Uno de los grandes señalados es Vinícius Jr., quien la temporada pasada estuvo entre los candidatos al Balón de Oro. Su rendimiento este año ha sido irregular. Aunque sigue siendo desequilibrante, ha mostrado una preocupante tendencia al individualismo, perdiendo muchos balones. En un equipo ganador, esto puede pasar desapercibido, pero cuando los resultados no acompañan, este tipo de actitudes se vuelven un foco de crítica. Su comportamiento también ha sido objeto de debate, y aunque se diga que el Balón de Oro debe premiar el rendimiento, es innegable que la actitud también pesa.

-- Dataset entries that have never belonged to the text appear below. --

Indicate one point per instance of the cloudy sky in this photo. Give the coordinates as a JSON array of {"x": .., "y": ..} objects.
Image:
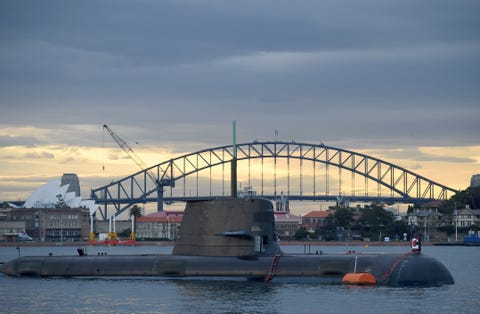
[{"x": 399, "y": 80}]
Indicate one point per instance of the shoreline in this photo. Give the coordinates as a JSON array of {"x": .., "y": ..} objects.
[{"x": 284, "y": 243}]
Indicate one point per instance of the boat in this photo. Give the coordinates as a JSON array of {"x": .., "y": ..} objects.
[
  {"x": 234, "y": 238},
  {"x": 472, "y": 239}
]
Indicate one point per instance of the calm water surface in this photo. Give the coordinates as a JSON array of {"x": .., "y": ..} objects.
[{"x": 154, "y": 295}]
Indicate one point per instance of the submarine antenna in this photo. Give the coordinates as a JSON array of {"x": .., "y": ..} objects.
[{"x": 233, "y": 170}]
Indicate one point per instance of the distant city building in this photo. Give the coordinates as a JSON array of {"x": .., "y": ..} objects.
[
  {"x": 466, "y": 217},
  {"x": 159, "y": 225},
  {"x": 286, "y": 224},
  {"x": 47, "y": 224},
  {"x": 315, "y": 219},
  {"x": 475, "y": 181},
  {"x": 423, "y": 218},
  {"x": 53, "y": 212}
]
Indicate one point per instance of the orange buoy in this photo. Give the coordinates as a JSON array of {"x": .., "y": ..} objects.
[{"x": 359, "y": 279}]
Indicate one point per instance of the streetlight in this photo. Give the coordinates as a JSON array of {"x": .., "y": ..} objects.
[{"x": 456, "y": 223}]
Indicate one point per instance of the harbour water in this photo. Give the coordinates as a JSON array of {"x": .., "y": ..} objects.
[{"x": 157, "y": 295}]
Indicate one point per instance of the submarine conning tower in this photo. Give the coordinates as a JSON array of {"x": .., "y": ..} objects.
[{"x": 241, "y": 227}]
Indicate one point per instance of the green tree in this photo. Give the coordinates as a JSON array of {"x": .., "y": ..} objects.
[{"x": 343, "y": 217}]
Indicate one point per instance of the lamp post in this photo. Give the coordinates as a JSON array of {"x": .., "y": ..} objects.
[{"x": 456, "y": 223}]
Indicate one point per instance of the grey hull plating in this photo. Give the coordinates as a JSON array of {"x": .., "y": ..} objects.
[
  {"x": 235, "y": 238},
  {"x": 388, "y": 269}
]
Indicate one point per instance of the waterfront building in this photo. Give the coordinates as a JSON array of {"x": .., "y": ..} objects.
[
  {"x": 315, "y": 219},
  {"x": 431, "y": 218},
  {"x": 47, "y": 224},
  {"x": 466, "y": 217},
  {"x": 159, "y": 225},
  {"x": 286, "y": 224}
]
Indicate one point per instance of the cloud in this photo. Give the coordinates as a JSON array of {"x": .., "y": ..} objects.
[{"x": 39, "y": 155}]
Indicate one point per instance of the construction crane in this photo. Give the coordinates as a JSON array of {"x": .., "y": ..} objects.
[{"x": 133, "y": 156}]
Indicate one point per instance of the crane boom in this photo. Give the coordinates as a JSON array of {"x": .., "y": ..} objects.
[{"x": 124, "y": 146}]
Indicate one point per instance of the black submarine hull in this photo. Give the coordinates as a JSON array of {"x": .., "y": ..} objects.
[
  {"x": 388, "y": 269},
  {"x": 236, "y": 238}
]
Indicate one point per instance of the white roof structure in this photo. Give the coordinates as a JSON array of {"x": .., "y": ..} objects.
[{"x": 52, "y": 194}]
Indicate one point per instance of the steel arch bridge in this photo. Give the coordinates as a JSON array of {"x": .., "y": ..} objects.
[{"x": 300, "y": 171}]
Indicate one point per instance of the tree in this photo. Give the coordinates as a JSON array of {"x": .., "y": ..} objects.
[{"x": 343, "y": 217}]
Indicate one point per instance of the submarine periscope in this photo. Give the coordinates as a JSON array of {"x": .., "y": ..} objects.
[{"x": 235, "y": 238}]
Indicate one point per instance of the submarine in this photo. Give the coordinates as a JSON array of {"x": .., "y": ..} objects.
[{"x": 235, "y": 238}]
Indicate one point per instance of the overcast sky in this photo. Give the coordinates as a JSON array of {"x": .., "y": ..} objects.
[{"x": 353, "y": 74}]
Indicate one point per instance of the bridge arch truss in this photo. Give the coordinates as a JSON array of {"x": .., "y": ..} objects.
[{"x": 301, "y": 171}]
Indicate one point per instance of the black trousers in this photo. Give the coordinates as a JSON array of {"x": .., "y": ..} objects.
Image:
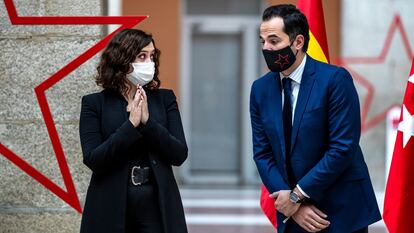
[
  {"x": 143, "y": 211},
  {"x": 293, "y": 227}
]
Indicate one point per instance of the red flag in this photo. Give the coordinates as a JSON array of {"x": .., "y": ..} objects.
[
  {"x": 318, "y": 49},
  {"x": 399, "y": 194},
  {"x": 268, "y": 206}
]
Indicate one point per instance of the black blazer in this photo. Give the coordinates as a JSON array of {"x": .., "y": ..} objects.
[{"x": 107, "y": 138}]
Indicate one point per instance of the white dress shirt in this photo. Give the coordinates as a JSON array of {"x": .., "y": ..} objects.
[{"x": 296, "y": 77}]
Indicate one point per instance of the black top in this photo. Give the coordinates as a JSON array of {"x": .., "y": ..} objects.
[{"x": 109, "y": 141}]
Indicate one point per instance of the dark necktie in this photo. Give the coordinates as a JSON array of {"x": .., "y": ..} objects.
[{"x": 287, "y": 125}]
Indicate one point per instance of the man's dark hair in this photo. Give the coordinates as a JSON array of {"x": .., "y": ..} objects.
[{"x": 294, "y": 20}]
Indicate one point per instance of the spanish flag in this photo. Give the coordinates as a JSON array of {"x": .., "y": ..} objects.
[{"x": 318, "y": 50}]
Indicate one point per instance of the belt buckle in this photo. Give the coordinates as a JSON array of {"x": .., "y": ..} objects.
[{"x": 132, "y": 176}]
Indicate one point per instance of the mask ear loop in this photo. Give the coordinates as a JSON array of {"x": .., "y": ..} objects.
[{"x": 291, "y": 47}]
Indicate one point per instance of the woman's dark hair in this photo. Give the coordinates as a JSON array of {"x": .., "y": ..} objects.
[
  {"x": 117, "y": 57},
  {"x": 295, "y": 22}
]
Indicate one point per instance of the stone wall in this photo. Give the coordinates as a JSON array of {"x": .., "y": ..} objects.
[
  {"x": 384, "y": 66},
  {"x": 28, "y": 56}
]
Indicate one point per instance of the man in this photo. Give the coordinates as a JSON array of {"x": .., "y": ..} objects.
[{"x": 306, "y": 128}]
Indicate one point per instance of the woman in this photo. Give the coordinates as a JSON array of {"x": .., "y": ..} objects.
[{"x": 131, "y": 135}]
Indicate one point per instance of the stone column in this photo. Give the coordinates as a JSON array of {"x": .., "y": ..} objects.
[{"x": 28, "y": 56}]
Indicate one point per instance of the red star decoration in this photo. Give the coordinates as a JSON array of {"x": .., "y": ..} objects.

Kylian Mbappé, el fichaje más mediático, ha terminado como máximo goleador de La Liga, pero su impacto real es cuestionable. A menudo desperdicia ocasiones claras y su toma de decisiones en el área deja mucho que desear. Su estilo individualista no ha encajado del todo bien en el sistema del Madrid. A pesar del marketing que lo rodea, muchos se preguntan si era realmente la incorporación que el club necesitaba.
Arda Güler es otro caso que genera dudas. Aunque tiene talento, ha tenido muy pocas oportunidades para demostrarlo. Las comparaciones con Lamine Yamal son inevitables, pero injustas: uno ha sido titular y decisivo en un equipo campeón, y el otro apenas ha contado con minutos. Rodrygo, brillante el año pasado, ha estado prácticamente desaparecido en los partidos importantes de esta temporada. Su rendimiento ha bajado notablemente y necesita reencontrarse con su mejor versión.
Jude Bellingham, uno de los jugadores más prometedores, ha tenido una campaña aceptable, aunque no ha alcanzado el nivel esperado. Marco Asensio ha sido uno de los pocos que ha mantenido un buen nivel, aunque aún debe pulir varios aspectos de su juego. Endrick, el joven brasileño llamado a ser una estrella, ha generado más dudas que certezas. En contraste, Jacobo, canterano español, ha demostrado tener más proyección, aunque no goza del mismo «estatus» por su nacionalidad. Da la sensación de que si Jacobo se llamase «Jacobiño», tendría más protagonismo.
Luka Modric, pese a contar con pocos minutos por su edad, sigue cumpliendo cada vez que entra al campo. Federico Valverde también ha tenido una temporada sólida. Courtois, como siempre, ha sido un salvador bajo los palos, evitando goles en muchos encuentros. En cambio, Brahim Díaz y Arda Güler apenas han tenido minutos para mostrar su valía, y lo poco que se ha visto de ellos no ha sido suficiente para generar confianza.
En defensa, Rüdiger ha estado aceptable, aunque lejos de un nivel sobresaliente. Lucas Vázquez ha tenido una temporada para el olvido, cometiendo errores graves que han costado puntos importantes. David Alaba, casi inédito por las lesiones, ha dejado malas sensaciones en sus pocas apariciones. Camavinga ha tenido altibajos: puede ser excelente o irreconocible, según el partido. Dani Ceballos, por su parte, ha ofrecido un rendimiento simplemente suficiente, sin destacarse ni caer estrepitosamente.
En resumen, el Real Madrid ha cerrado un año decepcionante, con pocas figuras salvables y muchas preguntas por responder de cara al futuro. Lo que debía ser una temporada de gloria terminó siendo una de frustración, demostrando que el talento individual no siempre es sinónimo de éxito colectivo.